Procedure 5.2. To Configure Servers for Enhanced Entitlements Reporting

  1. Access the terminal on your SAM server using root permissions.
  2. Generate an SSH key pair on the SAM server: 
    [root@sam13] # su - splice -s /bin/sh -c 'ssh-keygen -t rsa -f /var/lib/splice/id_rsa-sat -N ""'
    Make a note of the content of the public key file: 
    [root@sam13] # cat /var/lib/splice/id_rsa-sat.pub
  3. Access the terminal on your Satellite 5 server using root permissions.
  4. Create a new swreport user on the Satellite 5 machine and provide the user with a .ssh directory. 
    [root@sat56] # useradd swreport
[root@sat56] # mkdir /home/swreport/.ssh
  5. Append the /home/swreport/.ssh/authorized_keys file with the contents of the /var/lib/splice/id_rsa-sat.pub file on your chosen Subscription Management Application.
  6. Prepend the SAM public key content in /home/swreport/.ssh/authorized_keys with the following: 
    command="/usr/bin/spacewalk-report $SSH_ORIGINAL_COMMAND"
    This ensures the swreport user only uses the spacewalk-report command.
  7. Set permissions and the SELinux content on the .ssh directory and authorized_keys file for the swreport user. 
    [root@sat56] # chown -R swreport:swreport /home/swreport/.ssh
[root@sat56] # chmod 700 /home/swreport/.ssh
[root@sat56] # chmod 600 /home/swreport/.ssh/authorized_keys
[root@sat56] # restorecon -R /home/swreport/.ssh
  8. The swreport user requires permissions to read rhn.conf and connect to the database. Add this user to the apache group. 
    [root@sat56] # gpasswd -a swreport apache
  9. Test your connection. Switch to the Subscription Asset Manager server and run the following command: 
    [root@sam13] # su - splice -s /bin/bash
[splice@sam13] # ssh -i /var/lib/splice/id_rsa-sat swreport@sat56-hostname splice-export
    Substitute sat56-hostname for the hostname of the Subscription Asset Manager server.

    Important

    This command is required to accept the Satelite 5 server's fingerprint.
  10. Edit the /etc/splice/checkin.conf on the Subscription Asset Manager server. 
    [root@sam13] # vi /etc/splice/checkin.conf
  11. Edit the following sections: 
    [spacewalk]
host=hostname
ssh_key_path=/var/lib/splice/id_rsa-sat
login=swreport

[katello]
hostname=localhost
port=443
proto=https
api_url=/sam
admin_user=admin
admin_pass=password
    Substitute hostname for the hostname of the Satellite 5 server and password for your SAM administration password.

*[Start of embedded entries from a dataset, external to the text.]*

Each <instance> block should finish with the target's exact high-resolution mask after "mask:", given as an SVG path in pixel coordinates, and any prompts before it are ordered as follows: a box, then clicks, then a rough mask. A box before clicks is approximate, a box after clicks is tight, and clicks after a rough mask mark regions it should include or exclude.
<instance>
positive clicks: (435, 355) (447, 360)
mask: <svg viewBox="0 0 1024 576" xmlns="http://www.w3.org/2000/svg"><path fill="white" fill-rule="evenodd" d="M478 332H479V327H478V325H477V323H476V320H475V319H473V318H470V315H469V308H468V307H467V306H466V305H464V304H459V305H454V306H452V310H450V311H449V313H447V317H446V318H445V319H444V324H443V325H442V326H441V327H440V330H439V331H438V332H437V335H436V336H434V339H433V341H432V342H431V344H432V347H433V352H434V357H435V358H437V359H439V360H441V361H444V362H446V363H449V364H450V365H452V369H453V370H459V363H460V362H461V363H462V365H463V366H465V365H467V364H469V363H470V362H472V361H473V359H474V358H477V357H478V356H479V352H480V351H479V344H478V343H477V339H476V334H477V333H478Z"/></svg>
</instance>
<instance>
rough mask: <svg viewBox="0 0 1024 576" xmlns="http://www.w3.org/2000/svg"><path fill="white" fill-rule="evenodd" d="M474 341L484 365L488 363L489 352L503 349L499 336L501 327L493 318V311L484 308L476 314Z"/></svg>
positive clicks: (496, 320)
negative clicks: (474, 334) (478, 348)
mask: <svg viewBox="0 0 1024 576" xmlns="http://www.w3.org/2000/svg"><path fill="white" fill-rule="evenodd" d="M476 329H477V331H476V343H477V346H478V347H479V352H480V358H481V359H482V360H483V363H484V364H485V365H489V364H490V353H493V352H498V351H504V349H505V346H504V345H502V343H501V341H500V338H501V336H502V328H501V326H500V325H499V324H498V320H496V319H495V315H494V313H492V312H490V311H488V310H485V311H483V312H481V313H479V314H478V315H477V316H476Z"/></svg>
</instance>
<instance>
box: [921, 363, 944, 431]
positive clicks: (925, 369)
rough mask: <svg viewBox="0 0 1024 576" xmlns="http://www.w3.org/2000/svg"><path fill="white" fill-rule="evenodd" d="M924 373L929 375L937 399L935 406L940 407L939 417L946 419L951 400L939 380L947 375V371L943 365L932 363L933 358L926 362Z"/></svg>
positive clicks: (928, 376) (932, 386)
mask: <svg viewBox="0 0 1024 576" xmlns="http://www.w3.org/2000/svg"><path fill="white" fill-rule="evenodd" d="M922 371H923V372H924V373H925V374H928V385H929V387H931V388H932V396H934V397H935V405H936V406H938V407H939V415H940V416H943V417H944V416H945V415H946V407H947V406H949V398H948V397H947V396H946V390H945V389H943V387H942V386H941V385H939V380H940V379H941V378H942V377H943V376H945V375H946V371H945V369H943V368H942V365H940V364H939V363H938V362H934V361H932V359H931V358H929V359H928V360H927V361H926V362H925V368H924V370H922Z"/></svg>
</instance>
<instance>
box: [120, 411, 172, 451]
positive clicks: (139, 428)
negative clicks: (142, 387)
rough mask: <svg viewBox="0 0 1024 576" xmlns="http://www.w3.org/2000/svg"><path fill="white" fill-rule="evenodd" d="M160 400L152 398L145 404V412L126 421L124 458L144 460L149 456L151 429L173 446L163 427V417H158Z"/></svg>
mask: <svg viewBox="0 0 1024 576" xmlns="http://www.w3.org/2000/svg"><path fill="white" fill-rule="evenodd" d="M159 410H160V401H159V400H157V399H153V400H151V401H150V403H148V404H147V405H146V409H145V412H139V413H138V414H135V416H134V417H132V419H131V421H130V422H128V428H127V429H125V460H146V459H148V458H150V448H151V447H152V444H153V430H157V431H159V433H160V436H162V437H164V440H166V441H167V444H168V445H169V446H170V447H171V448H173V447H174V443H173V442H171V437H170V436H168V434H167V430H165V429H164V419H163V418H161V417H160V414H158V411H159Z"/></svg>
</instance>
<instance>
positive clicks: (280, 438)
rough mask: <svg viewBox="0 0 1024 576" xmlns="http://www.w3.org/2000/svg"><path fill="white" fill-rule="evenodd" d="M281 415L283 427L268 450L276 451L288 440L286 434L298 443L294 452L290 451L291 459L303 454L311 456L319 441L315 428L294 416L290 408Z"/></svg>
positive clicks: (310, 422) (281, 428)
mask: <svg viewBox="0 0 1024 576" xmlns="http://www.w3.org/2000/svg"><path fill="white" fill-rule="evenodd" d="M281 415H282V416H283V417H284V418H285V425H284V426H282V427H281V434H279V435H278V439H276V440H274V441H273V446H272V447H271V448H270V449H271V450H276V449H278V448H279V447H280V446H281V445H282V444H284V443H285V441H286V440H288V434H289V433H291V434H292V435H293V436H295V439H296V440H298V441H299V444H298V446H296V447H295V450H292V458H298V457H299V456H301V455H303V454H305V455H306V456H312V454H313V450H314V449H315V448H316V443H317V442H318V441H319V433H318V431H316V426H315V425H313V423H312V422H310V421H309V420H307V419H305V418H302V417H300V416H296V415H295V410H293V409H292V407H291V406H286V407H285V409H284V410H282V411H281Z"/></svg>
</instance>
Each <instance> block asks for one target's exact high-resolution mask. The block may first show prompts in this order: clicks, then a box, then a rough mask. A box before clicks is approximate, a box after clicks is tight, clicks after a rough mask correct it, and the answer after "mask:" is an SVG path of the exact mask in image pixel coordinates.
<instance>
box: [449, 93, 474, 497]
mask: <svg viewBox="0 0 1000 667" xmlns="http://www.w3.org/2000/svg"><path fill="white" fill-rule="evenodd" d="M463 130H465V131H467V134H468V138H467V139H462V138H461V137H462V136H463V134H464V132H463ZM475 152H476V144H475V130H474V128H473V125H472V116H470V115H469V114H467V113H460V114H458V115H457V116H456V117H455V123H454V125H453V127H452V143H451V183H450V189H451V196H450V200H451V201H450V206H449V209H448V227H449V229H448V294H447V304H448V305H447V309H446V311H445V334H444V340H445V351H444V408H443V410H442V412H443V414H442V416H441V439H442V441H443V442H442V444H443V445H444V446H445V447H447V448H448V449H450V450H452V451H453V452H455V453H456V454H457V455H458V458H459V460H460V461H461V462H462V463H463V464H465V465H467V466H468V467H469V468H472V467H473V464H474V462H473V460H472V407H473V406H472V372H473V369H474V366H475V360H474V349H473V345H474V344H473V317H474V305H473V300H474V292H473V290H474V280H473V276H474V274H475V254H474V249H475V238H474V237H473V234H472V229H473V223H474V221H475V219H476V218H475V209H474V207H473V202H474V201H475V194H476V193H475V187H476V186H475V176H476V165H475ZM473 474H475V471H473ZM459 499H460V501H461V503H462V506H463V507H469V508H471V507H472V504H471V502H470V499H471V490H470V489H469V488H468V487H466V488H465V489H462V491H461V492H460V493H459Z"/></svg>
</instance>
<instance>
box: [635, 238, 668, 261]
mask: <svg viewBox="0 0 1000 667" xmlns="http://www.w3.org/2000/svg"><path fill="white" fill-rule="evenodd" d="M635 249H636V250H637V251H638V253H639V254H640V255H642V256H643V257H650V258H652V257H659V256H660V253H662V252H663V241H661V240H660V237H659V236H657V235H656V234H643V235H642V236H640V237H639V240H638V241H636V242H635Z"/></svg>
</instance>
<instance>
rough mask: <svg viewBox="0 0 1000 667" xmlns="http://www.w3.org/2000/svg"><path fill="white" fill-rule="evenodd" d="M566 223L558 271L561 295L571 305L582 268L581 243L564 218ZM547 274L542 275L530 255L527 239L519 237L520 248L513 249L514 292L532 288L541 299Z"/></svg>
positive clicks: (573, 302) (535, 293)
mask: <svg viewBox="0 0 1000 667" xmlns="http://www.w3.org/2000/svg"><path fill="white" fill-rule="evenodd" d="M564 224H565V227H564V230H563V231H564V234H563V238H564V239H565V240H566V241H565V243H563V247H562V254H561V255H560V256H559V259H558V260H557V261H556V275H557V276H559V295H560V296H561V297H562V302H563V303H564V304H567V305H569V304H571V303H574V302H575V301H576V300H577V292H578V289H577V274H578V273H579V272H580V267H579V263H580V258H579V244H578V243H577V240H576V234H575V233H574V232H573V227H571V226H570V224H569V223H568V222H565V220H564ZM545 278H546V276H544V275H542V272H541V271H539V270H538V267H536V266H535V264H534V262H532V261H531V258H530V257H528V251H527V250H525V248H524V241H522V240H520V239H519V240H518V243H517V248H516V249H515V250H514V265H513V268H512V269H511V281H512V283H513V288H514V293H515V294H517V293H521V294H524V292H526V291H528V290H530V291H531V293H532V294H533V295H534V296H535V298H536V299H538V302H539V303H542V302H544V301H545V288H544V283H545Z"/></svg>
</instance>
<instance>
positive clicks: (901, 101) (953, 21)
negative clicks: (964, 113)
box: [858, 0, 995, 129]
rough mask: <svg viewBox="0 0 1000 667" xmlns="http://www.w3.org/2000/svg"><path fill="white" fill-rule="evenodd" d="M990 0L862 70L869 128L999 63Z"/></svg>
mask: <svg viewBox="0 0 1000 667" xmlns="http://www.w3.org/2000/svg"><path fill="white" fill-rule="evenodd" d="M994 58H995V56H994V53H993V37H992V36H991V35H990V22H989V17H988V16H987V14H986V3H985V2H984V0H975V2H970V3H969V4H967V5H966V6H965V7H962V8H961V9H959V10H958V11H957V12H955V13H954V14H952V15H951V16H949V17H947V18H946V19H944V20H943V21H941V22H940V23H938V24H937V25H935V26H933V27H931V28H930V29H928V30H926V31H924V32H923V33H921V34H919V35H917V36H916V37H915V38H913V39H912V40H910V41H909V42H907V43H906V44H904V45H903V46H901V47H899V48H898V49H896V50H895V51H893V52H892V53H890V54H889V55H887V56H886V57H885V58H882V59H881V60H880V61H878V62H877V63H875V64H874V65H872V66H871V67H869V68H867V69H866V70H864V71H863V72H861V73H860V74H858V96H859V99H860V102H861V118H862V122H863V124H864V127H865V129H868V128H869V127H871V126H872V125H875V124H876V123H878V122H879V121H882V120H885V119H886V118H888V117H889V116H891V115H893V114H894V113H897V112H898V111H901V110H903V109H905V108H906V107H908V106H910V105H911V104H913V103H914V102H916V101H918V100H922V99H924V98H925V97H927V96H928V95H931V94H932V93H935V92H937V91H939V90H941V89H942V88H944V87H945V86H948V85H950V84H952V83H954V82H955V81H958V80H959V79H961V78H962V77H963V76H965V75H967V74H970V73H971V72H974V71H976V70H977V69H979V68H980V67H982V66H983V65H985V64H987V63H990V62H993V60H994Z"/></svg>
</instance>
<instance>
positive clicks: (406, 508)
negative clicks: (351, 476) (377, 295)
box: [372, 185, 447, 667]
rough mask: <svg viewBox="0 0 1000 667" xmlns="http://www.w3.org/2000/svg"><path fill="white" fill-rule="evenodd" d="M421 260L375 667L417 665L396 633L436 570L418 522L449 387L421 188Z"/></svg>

Enter the location of the SAM SSH key for the ssh_key_path parameter. Save your changes.
  12. Run spacewalk-splice-checkin tool as the splice user to generate organizations from the Satellite 5 server. 
    [root@sam13] # su - splice -s /bin/bash
[splice@sam13] $ spacewalk-splice-checkin
The spacewalk-splice-checkin tool also runs as a cronjob on the Subscription Asset Manager server. It reads system and channel data from the Satellite 5 server's spacewalk-report tool and pushes the data into the SAM database. Subscription Asset Manager then provides reports to display entitlement consumption for the current state of the systems in Satellite 5 along with historical data.
Before viewing this data, the SAM server requires a subscription manifest that corresponds to the entitlements on your Satellite 5 server.